El fiscal general del Estado y el deterioro institucional

Francisco Javier Díaz Revorio CATEDRÁTICO DE DERECHO CONSTITUCIONAL EN LA UNIVERSIDAD DE CASTILLA-LA MANCHA

OPINIÓN

Kiko Huesca | EFE

19 jun 2025 . Actualizado a las 05:00 h.

Vivimos una triste época en la que el escándalo de cada día parece superar (y hacer olvidar) el del día anterior, y en este contexto parece momentáneamente apartado el asunto del fiscal general del Estado. Este debe analizarse en el contexto de la degeneración paulatina de algunas instituciones, que algunos utilizan a su favor simplemente para intentar salir airosos en una coyuntura difícil, y sin reparar en que el daño institucional puede ser irreparable. Por supuesto, yo no voy a cuestionar aquí el derecho a la presunción de inocencia de nadie, ni el derecho a un proceso con todas las garantías. Álvaro García Ortiz tiene derecho a defenderse en un juicio, en el que no podrá ser condenado si no hay prueba de cargo suficiente del delito de revelación de secretos del que se le acusa. Pero primero de todo, no estamos todavía en esa fase, sino en el momento en el que basta que los indicios sostengan la acusación, y, por lo que ha trascendido, desde luego parece haber indicios suficientes en este momento procesal (sin desterrar como tal, ni mucho menos, el misterioso borrado de su móvil…). Por lo demás, no hay motivo para dudar del criterio del juez instructor, luego de una instrucción acorde con la legislación procesal aplicable.

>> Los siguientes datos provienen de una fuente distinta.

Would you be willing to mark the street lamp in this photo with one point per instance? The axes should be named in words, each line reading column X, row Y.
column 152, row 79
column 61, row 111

Pero ahora interesa destacar que Álvaro García Ortiz desempeña en este momento la Fiscalía General del Estado. Así que, en efecto, el ciudadano Álvaro García Ortiz tiene derecho a la defensa, a un juicio justo y a la presunción de inocencia, pero el fiscal general del Estado jamás debería sentarse en el banquillo, y ya es inédito que la persona que encarna esta institución haya sido procesada por hechos cometidos en el ejercicio del cargo. Se trata, simplemente, de algo ética y estéticamente impresentable en un Estado de derecho. Estamos hablando de quien encabeza la institución que tiene por misión constitucional «promover la acción de la justicia en defensa de la legalidad, de los derechos de los ciudadanos y del interés público tutelado por la ley, de oficio o a petición de los interesados, así como velar por la independencia de los tribunales y procurar ante estos la satisfacción del interés social» (artículo 124.1). Esta institución debe ejercer sus funciones «conforme a los principios de unidad de actuación y dependencia jerárquica y con sujeción, en todo caso, a los de legalidad e imparcialidad». ¿Qué imagen puede dar que el máximo responsable de la institución que ha de velar por el cumplimiento de la ley se siente en un banquillo? ¿Qué credibilidad objetiva puede tener la actuación de la fiscalía en un proceso en el que el acusado es exactamente el superior jerárquico de quien debería (si procede) ejercer la acusación pública? Me parece que esa situación sería demoledora para el prestigio de la institución y del mismo Estado de derecho, y en realidad ya lo es con el mero procesamiento. Ante esto, no pueden ser más endebles, sesgados y populistas los argumentos que apuntan a que el fiscal general del Estado debería seguir para evitar que «un juez» pueda «salirse con la suya» para —supuestamente— hacer daño al propio fiscal general del Estado y al Gobierno. Estas continuas acusaciones de lawfare resultan infundadas e insostenibles. Me parece que no se le puede dar más vueltas. El fiscal general del Estado no tiene otra opción que dimitir de inmediato, por higiene democrática, y Álvaro García Ortiz podrá defenderse en un juicio justo.